Hi Vivian, after brushing the first bun, you can adjust the colour to lighter or darker. When you brush the skin, try to brush over the surface only once to get an even tone.

Cindy said...

Hi,
I wonder if I can prepare the soft dough proofing overnight in a fridge first? how should I go about it?

Also, i will be using the old fashioned steel type (2-3 tier) steamer. How should I prevent the vapour from wetting the buns?

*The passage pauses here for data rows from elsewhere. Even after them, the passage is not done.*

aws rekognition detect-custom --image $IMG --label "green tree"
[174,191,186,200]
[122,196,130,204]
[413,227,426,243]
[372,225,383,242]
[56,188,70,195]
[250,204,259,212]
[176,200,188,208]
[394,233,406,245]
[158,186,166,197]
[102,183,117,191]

Thanks for sharing this recipe. Been searching for it for a long time! :)

cindy

kimmy said...

Hi Cindy. 1. You can keep the dough in plastic bag [tied up] after kneading until smooth and soft, then store in the fridge. Thaw, shape and proof the dough before steaming. 2. You can line the tray with a bamboo tray or clean muslin cloth, this may help.

cindy said...

Hi Kimmy,
Tried making mi ku today! It was a success altho out of 8 mi kus, only 3 turned out nicely shaped. The rest were of funny shapes. I dont know how to make it as nice as yours. It was rather hard to shape the dough, very elastic!
Also, my mi kus are a little too chewy. What could be the reason? How can i make it less chewy?
Thanks for sharing the recipe. :-)

cindy

Kimmy said...

Hi Cindy, Mi Koo should be chewy and firm, not soft as buns or flaky as some baos. If your Mi Koo is chewy, it's the right texture. Best to steam Mi Koo till soft before eating, it will be soft and less chewy. You can shape your Mi Koo in round shape first [like tortoise shape]. Once your can manage the dough well, you can try making it into oblong shape by rolling the centre of the round dough with the 3 centre fingers of both hands. Happy trying.

HK Choo said...

Thanks for this great recipe, Kimmy...it was my first time trying to make Mi Koo and it turned out well on my 2nd attempt because I didn't have double action baking powder initially. Like Cindy above, I can't get smooth surface too, but very satisfied with the texture.

Kimmy said...

Hi Choo, thanks for the feedback. For the smooth surface it could be due to shaping, proofing etc. Brushing of the pink colouring has to be done just before steaming. Over proofing can also result in flattened mi koo with wrinkled surface. Honestly, it is quite difficult to explain in words but believe me, practice makes perfect. I just discovered that bread flour can also be used to make mi koo, but pau flour gives the best result in terms of colour and texture.

Unknown said...

Hi kimmy
Thanks for the great recipe. Can i substitute shortening with vegetable oil?

Thanks again!
Wind

Kimmy said...

Hi Wind, my friend used vegetable oil for her Mi Koo. She also used boiled pandan water cos' she doesn't add coconut milk. I haven't tried her version cos' I prefer the aroma of coconut in these buns. In the past, my elders used lard.

K,M Ooi ( Ipoh) said...

Hi Kimmy, I have tried your mi koo with the sponge dough, It turn out very soft and fluffy. I like the texture of the mi koo. But I would like to make white coffee mi koo which I have tasted during the nine emperor god last year 2015 in ipoh. I hope you will be able to help me to make the white coffee mi koo using sponge dough. Thank you very much .

Kimmy said...

Hi Ooi, I haven't tasted white coffee mi koo before and not sure how intense is the flavour. But I suppose you can dissolve the white coffee [is it the 3-1 instant mix?] with hot water that makes up to 250 ml. What I'm not sure is whether the instant yeast will react well and good with white coffee liquid. Do try and let me know, I would love to try it too.